Unhappy forever! Here is why some couples whose relationship has ended still don't have the courage to leave each other!
There are so many couples who, despite having been together for a lifetime and yet sharing the same roof, are deeply out of touch and disconnected from each other.
They say they love each other, but spend their days in solitude, withdrawn, sleeping in separate rooms and, when they find themselves in the same room for more than two hours, they argue angrily, sometimes even becoming physically violent.
Is this the meaning of love? Absolutely not. The problem is that these people - and, unfortunately, there are indeed many - believe that they are living a "normal" relationship. But never-ending disputes, violence, and betrayal are by no means synonymous with a normal relationship.
Therefore, what drives a couple to stay together for so long until they practically explode?! Why do they feel they have to continue to suffer "forever" instead of ending a chapter in their life and starting another?
There are several reasons why some couples choose not to part, continuing to feed a vicious circle that is very harmful to both of them and to their children.

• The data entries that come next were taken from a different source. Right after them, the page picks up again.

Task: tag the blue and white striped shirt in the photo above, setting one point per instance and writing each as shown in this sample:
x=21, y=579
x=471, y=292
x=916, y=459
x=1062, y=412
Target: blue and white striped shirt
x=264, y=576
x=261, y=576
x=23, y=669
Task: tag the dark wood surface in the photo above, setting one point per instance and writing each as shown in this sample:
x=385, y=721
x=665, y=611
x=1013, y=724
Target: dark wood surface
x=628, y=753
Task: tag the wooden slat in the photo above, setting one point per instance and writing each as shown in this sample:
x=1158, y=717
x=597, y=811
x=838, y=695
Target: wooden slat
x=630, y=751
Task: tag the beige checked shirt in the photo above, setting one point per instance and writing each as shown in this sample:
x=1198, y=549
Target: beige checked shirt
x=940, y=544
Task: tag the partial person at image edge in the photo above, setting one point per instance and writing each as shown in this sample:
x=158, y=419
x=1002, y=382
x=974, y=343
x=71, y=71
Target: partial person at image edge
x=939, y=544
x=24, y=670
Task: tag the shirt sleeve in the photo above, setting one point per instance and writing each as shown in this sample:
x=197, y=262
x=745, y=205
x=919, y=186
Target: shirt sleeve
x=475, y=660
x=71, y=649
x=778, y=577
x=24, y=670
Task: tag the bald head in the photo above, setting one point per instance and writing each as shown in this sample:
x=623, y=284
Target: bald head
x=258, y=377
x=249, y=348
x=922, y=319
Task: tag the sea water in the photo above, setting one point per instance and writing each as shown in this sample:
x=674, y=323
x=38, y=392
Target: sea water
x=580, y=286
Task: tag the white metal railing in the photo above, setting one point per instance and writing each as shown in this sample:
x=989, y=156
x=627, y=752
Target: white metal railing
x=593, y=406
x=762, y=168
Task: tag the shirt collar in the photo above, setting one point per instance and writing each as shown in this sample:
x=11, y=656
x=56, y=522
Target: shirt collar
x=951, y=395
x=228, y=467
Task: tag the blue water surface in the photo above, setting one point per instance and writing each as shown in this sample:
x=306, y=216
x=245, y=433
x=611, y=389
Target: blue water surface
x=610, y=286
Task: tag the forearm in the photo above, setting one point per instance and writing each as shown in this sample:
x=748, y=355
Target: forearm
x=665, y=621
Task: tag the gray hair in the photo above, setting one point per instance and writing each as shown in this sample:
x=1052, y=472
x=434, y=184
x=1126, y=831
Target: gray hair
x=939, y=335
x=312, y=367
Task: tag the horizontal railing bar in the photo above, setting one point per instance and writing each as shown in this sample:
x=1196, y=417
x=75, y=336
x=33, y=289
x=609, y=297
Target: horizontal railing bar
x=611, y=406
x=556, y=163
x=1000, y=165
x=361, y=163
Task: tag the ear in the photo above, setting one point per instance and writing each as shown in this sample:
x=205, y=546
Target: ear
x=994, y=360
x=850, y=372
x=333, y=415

One of these motivations is certainly linked to a tradition of the past and to a way of thinking perhaps a little out of date such as the "until death do us part" - type of separation. In fact, separation or divorces was considered, especially in religious families, as something that was shameful and a disgrace to be avoided at all costs.
However, if it must be "death" that ends a relationship, to "liberate" a woman, or a man, from the fetters and chains of a relationship, perhaps each of us should reflect a little more seriously on the choices to be made.
Another factor that certainly influences the bonds of matrimony is economic dependence. In fact, many women, for years, have been trapped in a relationship, or in a marriage, which they would have liked to have ended if only they had the necessary financial resources to be able to live an independent life.
Unfortunately, in the workplace, which is often full of discrimination and difficulties for everyone, is even more so for most women, who are not even free to choose when is the right time to have a child.
On the other hand, a divorce would represent a considerable economic obstacle even for many men, who would end up in an undesired state of financial precariousness.
Then, of course, there are those extremely toxic couples, who try to maintain an equilibrium at all costs, even denying the evidence of their toxicity!
Why? Because, on one hand, there is a deeply insecure and devalued person, while on the other hand, there is someone looking for easy prey, a victim, able to endure resentment, anger, and frustration from which they feebly try to break free.
"They make suffer but I love them" or "I am certain that they will change", are phrases that friends and relatives of this type of couple will have heard, more or less, every day of their lives.
Unfortunately, a couple united only by pain is not a couple in love. These are couples in which one of the two partners suffers abuse but, at the same time, fails to let go of the relationship because he or she feels that they "love" the other. It is not love - it is a type of mental illness.
Other couples decide not to separate "for the sake of their children". Let's dismiss this commonplace belief right away! Actually, a child cannot live peacefully in an environment where their parents constantly quarrel with each other, screaming and yelling, slamming doors, and sometimes, even resorting to physical violence.
A child needs tranquility and if parents are forced to separate in order to provide this, then so be it.
In a couple that argues constantly, their child will also feel put aside, since the parents will be too taken by their own disputes and problems.
So, in your opinion, is it better to raise children in a peaceful and healthy environment, or continue to make them suffer the relational frustrations of their parents?
Finally, the fear of being alone should not be underestimated, in fact, many couples remain together for this very reason.
They do not realize that they are already alone in their relationship, as complicity and the desire to be together sharing their lives and building something important have long since faded.
In this case, they continue to go on due to habit, to avoid having to face those inner fears that will inevitably lead to the progressive end of their relationship.
Only through careful work on one's own personality and character will it be possible to approach the other person and start over. Or, if necessary, to understand that perhaps, it would be better to end a chapter in their lives and allow each other to be free to start a new one.